|
Hi,
Of course I agree with the true/false syntax preference over 1/0.
I want to add one big caveat: in C integer values other than 0 and 1 will fail the
if (x==TRUE) test but pass the if(x) test, yielding some very nasty bugs.
So the recommendation might be:
1. to use !=FALSE rather than ==TRUE
2. to use IS_TRUE(x) and IS_FALSE(x) macros instead
3. to use FALSE and !FALSE rather than FALSE and TRUE (but not ==!FALSE)
None of these could be enforced however.
|
|
|
|
|
Thanks for the input...good to know that I am not the only one who thinks that way about Boolean logic.

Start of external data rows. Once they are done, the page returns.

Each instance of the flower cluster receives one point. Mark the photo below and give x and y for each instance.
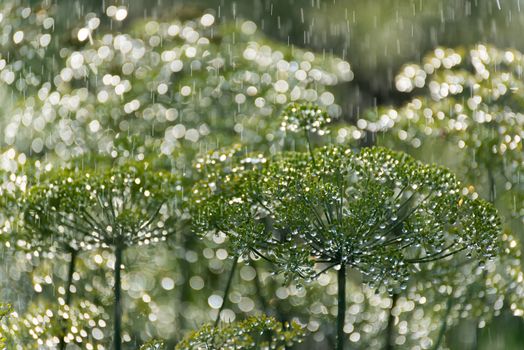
(378, 211)
(253, 333)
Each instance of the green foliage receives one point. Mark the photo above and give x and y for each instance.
(309, 117)
(129, 204)
(201, 78)
(470, 98)
(261, 332)
(4, 312)
(85, 325)
(378, 211)
(153, 345)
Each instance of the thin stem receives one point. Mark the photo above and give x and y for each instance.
(341, 307)
(226, 291)
(391, 324)
(492, 189)
(444, 325)
(309, 147)
(70, 272)
(117, 338)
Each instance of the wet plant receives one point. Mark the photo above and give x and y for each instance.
(376, 211)
(255, 332)
(125, 206)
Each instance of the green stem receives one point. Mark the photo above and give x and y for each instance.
(68, 296)
(226, 291)
(492, 189)
(391, 324)
(310, 147)
(117, 338)
(341, 314)
(444, 325)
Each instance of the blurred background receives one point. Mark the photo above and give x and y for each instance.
(377, 38)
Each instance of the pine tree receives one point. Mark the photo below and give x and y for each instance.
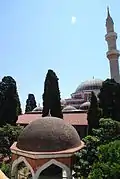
(93, 114)
(51, 96)
(30, 103)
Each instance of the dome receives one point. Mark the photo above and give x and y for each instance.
(85, 105)
(37, 109)
(69, 108)
(63, 102)
(48, 134)
(90, 85)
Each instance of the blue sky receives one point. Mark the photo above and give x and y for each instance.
(37, 35)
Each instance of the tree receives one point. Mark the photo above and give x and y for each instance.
(84, 159)
(51, 96)
(94, 114)
(10, 106)
(30, 103)
(108, 131)
(110, 99)
(108, 163)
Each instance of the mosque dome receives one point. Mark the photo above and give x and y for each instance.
(48, 134)
(85, 105)
(93, 84)
(69, 108)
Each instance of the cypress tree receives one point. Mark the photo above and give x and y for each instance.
(10, 101)
(93, 114)
(30, 103)
(51, 96)
(110, 99)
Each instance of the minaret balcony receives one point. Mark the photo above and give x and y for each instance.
(113, 54)
(109, 35)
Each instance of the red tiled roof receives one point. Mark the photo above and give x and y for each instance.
(71, 118)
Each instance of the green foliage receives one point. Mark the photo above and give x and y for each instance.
(109, 130)
(110, 99)
(30, 103)
(6, 169)
(94, 114)
(8, 135)
(84, 158)
(51, 96)
(10, 106)
(108, 164)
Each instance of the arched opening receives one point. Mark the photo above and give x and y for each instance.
(21, 169)
(51, 172)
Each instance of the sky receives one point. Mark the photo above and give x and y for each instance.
(66, 36)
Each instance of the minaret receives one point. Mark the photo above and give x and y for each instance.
(113, 53)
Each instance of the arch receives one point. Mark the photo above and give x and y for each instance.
(55, 162)
(17, 162)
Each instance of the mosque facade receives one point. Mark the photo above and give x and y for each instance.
(80, 99)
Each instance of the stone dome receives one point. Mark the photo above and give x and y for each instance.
(69, 108)
(48, 134)
(94, 84)
(85, 105)
(37, 109)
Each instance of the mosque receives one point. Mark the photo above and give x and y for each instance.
(80, 98)
(47, 145)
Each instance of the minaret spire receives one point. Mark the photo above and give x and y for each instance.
(113, 53)
(108, 13)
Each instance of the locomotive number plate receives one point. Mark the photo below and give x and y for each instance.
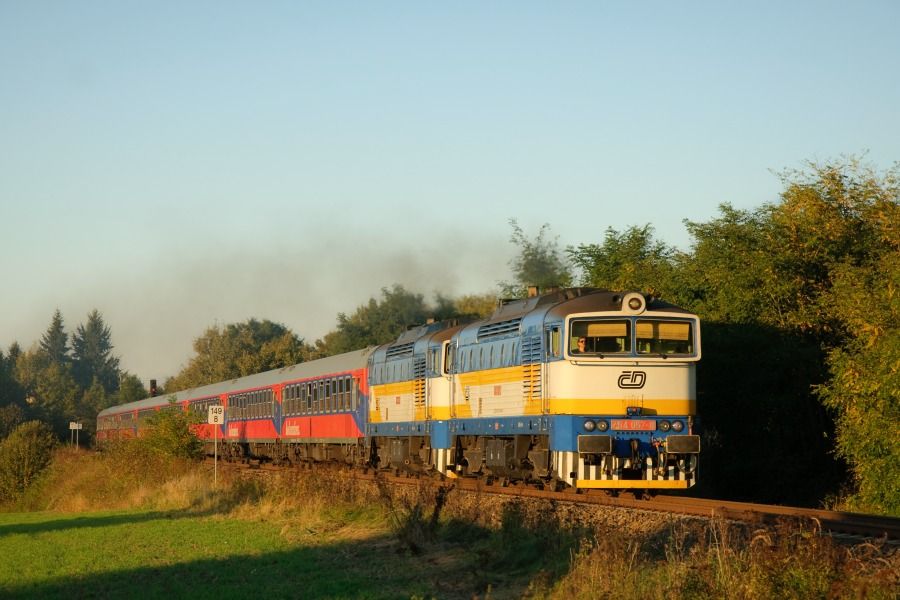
(634, 424)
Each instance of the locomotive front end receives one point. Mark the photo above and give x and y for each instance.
(622, 391)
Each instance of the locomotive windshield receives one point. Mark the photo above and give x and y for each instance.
(601, 337)
(664, 337)
(656, 337)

[ Don't do today what can be done tomorrow ]
|
|
|
|
|
Hi All,
I am looking for very efficient solution for this problem. Here is my problem description - I have serveral database,
from which I have to pull data (All databases differ in physical design implementation), and insert them in standardized
common database. Let me give you an example
Database - 1
Table - 1
Col_1 - int
Col_2 - text
Col_3 - float
Database - 2
Table - 2
Col_1 - int
Col_2 - int
Col_3 - float
Col_4 - text
Col_5 - text
Common database
col_1 (id) - int
col_2 - int
col_3 - float
col_4 - text
So mapping between database - 1 and common database would be
col_1 --> col_2
col_2 --> col_4
col_3 --> col_3
and between database - 2 and commond database would be
col_1 --> col_2
col_2 --> col_2
col_3 --> col_3
col_4 --> col_4
col_5 --> col_4
How can I achive this? One more thing, this mapping can be changed during runtime.
Thanks,
Ashish Patel
|
|
|
|
|
Well - for a start, you might want to try posting in only one forum. Go ahead, pick one.
|
|
|
|
|
Hi.
I wish to create a 'circular buffer' that one thread can write to, and another read from. The data is going into the buffer very fast, and there is a lot of it. I will probably use malloc() to create a buffer, however I wish to use a large buffer, but due to the speed the data is going in and out, anything that will slow the whole process will result in an incomplete stream being read out of the buffer.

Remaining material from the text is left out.